Tuesday, November 3, 2015

Lost in Translation

I sometimes sympathize with Mike Mulligan, staring up from the bottom of his freshly dug basement at four neat walls and four neat corners and realizing he's forgotten to leave a way out. The advantage of construction in the virtual world is that it's easy to back up and start over. Sometimes my approach to a complex new feature is to implement until I run into a dead end, revert my changes, and think about it some more. It's not uncommon for me to make several runs at a feature, each time building a better mental model of the problem.


I recently added virtual memory support to my GPGPU. I had tried to implement this in the previous version of the microarchitecture, but ran into some problems. The biggest was the translated address was not available at the point in the pipeline where it enqueued stores. One of the most common design problems I run into involves which results are available at which stage of the pipeline.

That was one of many things I learned creating the first design. Heeding Carmack's Law, I redesigned the entire microarchitecture from scratch last year. One of my design goals was to make it easier to implement virtual memory.

Implementation


I'll briefly describe how the caches worked in the pre-MMU architecture and how I modified them to support virtual memory. This is a pretty standard design, and there are many web pages and books that describe these concepts in better detail.

The cache is set-associative. A memory address is treated as follows (assuming the default 16k, 4-way cache size for this design):

In the original pipeline, a cache access occurs in two stages. The first stage reads from tag SRAM (which contains the upper 20 bits of the addresses of cached lines), using the set index bits from the address. The result from SRAMs is available a cycle later at the next pipeline stage. That compares the tag from the requested address to the one read from SRAM. If they match, the data is in the cache, otherwise it is not. To reduce collisions, it checks four tag RAMs ('ways') in parallel.

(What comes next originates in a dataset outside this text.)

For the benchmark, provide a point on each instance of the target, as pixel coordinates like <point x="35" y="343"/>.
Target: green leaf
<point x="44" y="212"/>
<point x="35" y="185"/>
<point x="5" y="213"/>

The first stage of the new architecture works like the old one, using the virtual address to read tag memory. However, it also sends the top bits of the address to the translation lookaside buffer (TLB) in parallel. The TLB is a cache of virtual to physical address mappings. The next stage now compares the translated tag from the TLB against the values read from tag RAM.  So, the set index is from the virtual address, but the tag is from the (translated) physical address, an arrangement that is known as "virtually indexed/physically tagged." There are separate TLBs for instructions and data, as they are accessed from different places in the pipeline.

I've opted for a software managed TLB for this iteration. When a virtual address is not present in the TLB, the processor raises a fault, which dispatches a software routine to put the proper address mapping into the TLB. However, nothing about the way I've implemented this precludes performing this lookup in hardware later.

A Brief Interrupt


When a hardware thread dispatches a trap, the processor saves the current program counter into a control register, then sets the program counter to the fault handler. The code in the fault handler must save any general purpose registers it needs to use and restore them before returning. Most operating systems switch to a different stack before saving state to enforce memory protections.

I had already implemented faults, but the interrupt service routine in my tests returned without doing anything interesting. As I implemented a TLB miss handler, I realized there was a problem. Because this is a load-store architecture, it can only perform memory stores using pointer registers. It must clobber a register to save registers, which is a chicken and egg problem.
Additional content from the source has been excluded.